A 19-year-old from Americus, Georgia, Story was assigned to Alpha Company, 1st Battalion, 9th Infantry Regiment, 2nd Infantry Division. On September 1, 1950, the 9th Infantry's thin line at Yongsan, along the Pusan Perimeter, was penetrated by three enemy divisions. A Company held off multiple charges and was bypassed by the enemy assault. However, they were in danger of being cut off from friendly lines and overrun.
As a weapons squad leader, then-Pvt. First Class Story was heavily engaged in fending off the initial attacks and moved his squad to a position overlooking the Naktong River. From there, Story saw an overwhelming enemy force cross the river to attack A Company. Taking the machine gun from his wounded gunner, Story rained fire on the advancing enemy, killing or wounding an estimated 100 soldiers. Still, A Company was in danger of encirclement and the company commander ordered a withdrawal.
During the withdrawal, Story noticed an enemy vehicle loaded with troops and towing an ammunition trailer approach. Calling for his comrades to take cover, he stood exposed in the middle of the road and hurled grenades at the truck. When he ran out of grenades, Story crawled to his squad and retrieved more before resuming his attack on the enemy vehicle.

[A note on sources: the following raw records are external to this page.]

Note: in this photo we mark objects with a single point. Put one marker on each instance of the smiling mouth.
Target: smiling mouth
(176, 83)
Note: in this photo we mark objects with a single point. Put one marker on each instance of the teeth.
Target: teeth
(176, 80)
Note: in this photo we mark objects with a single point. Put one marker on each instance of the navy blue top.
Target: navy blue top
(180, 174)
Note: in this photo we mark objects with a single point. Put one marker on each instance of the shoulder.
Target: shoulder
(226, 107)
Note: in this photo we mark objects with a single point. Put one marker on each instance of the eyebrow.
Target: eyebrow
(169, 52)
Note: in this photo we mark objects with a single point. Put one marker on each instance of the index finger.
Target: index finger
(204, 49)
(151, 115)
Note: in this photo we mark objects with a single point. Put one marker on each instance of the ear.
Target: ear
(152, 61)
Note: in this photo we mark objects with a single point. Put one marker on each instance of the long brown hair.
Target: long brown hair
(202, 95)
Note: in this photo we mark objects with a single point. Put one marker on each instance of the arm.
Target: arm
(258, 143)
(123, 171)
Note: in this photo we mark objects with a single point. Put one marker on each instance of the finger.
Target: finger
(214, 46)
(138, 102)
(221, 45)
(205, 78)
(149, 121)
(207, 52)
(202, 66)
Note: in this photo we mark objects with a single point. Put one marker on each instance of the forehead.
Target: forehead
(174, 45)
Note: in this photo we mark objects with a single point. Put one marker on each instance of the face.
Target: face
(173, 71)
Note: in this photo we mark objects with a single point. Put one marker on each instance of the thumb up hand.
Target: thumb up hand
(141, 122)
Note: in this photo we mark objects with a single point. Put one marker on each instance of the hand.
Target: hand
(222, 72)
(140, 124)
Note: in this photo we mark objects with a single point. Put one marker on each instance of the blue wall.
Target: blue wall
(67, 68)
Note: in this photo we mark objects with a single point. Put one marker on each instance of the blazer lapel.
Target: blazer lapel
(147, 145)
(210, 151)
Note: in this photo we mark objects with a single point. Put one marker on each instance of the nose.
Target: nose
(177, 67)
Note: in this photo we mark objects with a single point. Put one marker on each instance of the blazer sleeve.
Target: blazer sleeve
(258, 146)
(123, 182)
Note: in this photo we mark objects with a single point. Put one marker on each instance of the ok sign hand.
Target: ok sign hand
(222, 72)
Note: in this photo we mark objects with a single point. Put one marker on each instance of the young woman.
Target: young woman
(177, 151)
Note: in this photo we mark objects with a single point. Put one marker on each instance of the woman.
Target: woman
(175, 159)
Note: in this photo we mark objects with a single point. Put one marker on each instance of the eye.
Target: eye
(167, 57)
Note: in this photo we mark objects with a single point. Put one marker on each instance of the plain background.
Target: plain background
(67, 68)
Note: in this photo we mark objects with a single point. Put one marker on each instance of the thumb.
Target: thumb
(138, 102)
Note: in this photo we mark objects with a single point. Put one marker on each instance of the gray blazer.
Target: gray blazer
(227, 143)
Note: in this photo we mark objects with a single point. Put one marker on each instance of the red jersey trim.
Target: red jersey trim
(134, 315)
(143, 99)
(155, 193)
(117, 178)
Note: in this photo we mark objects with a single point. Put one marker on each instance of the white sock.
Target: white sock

A Company continued its withdrawal, but was forced to deploy in a rice field and hold off a superior pursuing enemy force. Story was wounded but continued to rally his squad and repel the attack. As the company attempted to pull back across the rice field, Story realized that his wounds were severe and he would slow the withdrawal. Refusing to fall back, he remained in his fighting position to cover the rest of the company. Story was last seen firing every weapon available to fight off another enemy assault. He was posthumously promoted to corporal and awarded the Medal of Honor for his selfless heroism.
In October 1950, 11 remains were recovered near Sangde-po, South Korea, and eight were identified. One unidentified set of remains was thought to be Story, but the Central Identification Unit in Japan did not have enough data to positively ID him. The remains, along with other unidentified Korean War remains, were transported to Hawaii and buried at the National Memorial Cemetery of the Pacific in Honolulu.
In June 2021, the remains suspected to be Story were disinterred and sent to the Defense POW/MIA Accounting Agency laboratory at Joint Base Pearl Harbor-Hickam for analysis. Scientists used dental, anthropological and mitochondrial analysis to identify Story on April 6, 2023. Finally accounted for, he will be buried in Andersonville, Georgia, on May 29, 2023.